I’ve started harping on my friends who have little kids to send more pictures of them, since Susanne and I have been going through some withdrawal and who likes withdrawal? I was amused to get this one of little A, because he looks very much like a former coworker of mine, Mark. So now I suspect Mark is a closet sperm donor. Those of you who know him, cast a gander at this and make your own judgment…

 

Spawn of Mark?

Spawn of Mark?

So I have a job — well, we’ll loosely call it this — interview today. Actually, I have half an hour to convince some woman in HR that they should find a place for me in their firm. I’ll have to sell myself without looking like I’m a salesman, be charming but not overcharming, specialized enough that I look like a great catch without looking like I’m too compartmentalized. Whew! Should be easy to thread that needle — though it might be hard getting the derriere of yours truly through it…

I don’t understand the behavior of cows

This was Susanne’s favorite quote from today. I of course am the utterer.  I was noticing how the cows out west here seem to all clump together in one part of the field, having no sense of personal space whatsoever. The New York cows, I noted, on the other hand, seem to have cliques. Susanne asked, seemingly genuinely, why I thought that was, to which I shrugged, giving the above response. We had other memorable lines today, including:

1. Looking at the following on the way to Weyburn, SK, we saw this:

 

Chieftan Motel

Chieftan Motel

Susanne: The funniest thing about it is why is he giving a Hitler salute?

2. Everett: You are the queen of the missed photo. This was said when we were driving past four semis, each carrying one propellor blade of a new windmill going up west of Minneapolis. She did not, however, find this humorous.

3. Susanne: You are the king of the missed photo. This in response to her needing to drive around the block so that I could get the picture for item #1.

Other stats from today:

Our total miles so far are 2420.

We’ve killed about 20 butterflies and thousands of other insects, mostly on the windshield. Oh, and one of those creepy orange millipedes, which apparently stowed away and made the poor decision to crawl across Susanne’s legs. He now lives no more.

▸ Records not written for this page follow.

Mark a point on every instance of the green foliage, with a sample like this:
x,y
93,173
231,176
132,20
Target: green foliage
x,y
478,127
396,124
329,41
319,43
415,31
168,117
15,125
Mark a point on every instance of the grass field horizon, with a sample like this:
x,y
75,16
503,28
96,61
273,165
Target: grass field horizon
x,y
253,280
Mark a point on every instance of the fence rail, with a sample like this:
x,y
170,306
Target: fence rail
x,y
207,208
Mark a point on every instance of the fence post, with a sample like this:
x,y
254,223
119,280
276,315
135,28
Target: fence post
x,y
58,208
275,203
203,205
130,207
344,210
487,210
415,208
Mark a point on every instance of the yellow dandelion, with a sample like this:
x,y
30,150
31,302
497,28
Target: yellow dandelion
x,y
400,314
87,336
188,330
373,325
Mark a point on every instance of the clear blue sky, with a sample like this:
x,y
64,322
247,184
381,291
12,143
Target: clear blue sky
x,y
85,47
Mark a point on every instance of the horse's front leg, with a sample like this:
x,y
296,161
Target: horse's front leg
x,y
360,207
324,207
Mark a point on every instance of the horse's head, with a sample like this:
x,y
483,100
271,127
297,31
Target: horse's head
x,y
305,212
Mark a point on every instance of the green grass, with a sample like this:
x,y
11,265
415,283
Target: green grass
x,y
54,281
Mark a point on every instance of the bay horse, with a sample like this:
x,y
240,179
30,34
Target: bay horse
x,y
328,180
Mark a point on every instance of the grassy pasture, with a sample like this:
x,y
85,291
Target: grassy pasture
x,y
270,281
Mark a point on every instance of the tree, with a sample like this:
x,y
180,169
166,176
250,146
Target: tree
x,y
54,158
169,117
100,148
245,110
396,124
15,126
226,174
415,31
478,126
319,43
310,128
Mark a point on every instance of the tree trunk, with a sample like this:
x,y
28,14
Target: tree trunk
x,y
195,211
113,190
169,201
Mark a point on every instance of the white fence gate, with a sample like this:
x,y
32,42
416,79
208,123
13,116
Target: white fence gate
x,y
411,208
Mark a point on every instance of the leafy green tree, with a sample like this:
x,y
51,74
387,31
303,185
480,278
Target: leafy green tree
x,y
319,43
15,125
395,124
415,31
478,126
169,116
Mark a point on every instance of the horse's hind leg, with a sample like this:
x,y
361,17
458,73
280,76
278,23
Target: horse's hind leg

We’ve driven past roughly 30,000 bales of hay. (Haaay, Jesse!) Here is proof.

 

Hay bales

Hay bales

If we drove past 30,000 bales of hay, we must have driven past 1 million sunflowers, all groomed nicely in fields in North Dakota. I suppose that’s where we get our sunflower oil.

We also saw this:

 

Canada Pacific rail

Canada Pacific rail

Awesome. I’ll try to get pictures of the ginormous granaries tomorrow, where the trains pull in and get tons of grain dumped into each car. After miles and miles of farmland, and possibly some missile silos, it’s been a bit monotonous. Today Susanne and I drove more in silence than any of our other days. I still feel like it’s all one grand adventure, which is good, but it’s starting to sink in that I don’t exactly have a home at the moment, even though I know I’ll make one. It’s exciting, this endless possibilities thing. Kind of like how the telephone lines in Saskatchewan go on and on forever. Susanne captured it in a shot.

 

Saskatchewan

Saskatchewan

We drive into Lang tomorrow morning. I’ll take lots of pictures and see if I can find Mom’s old farm, or at least the farm plot. I’m sure there’s more to say, but it’s time to turn in.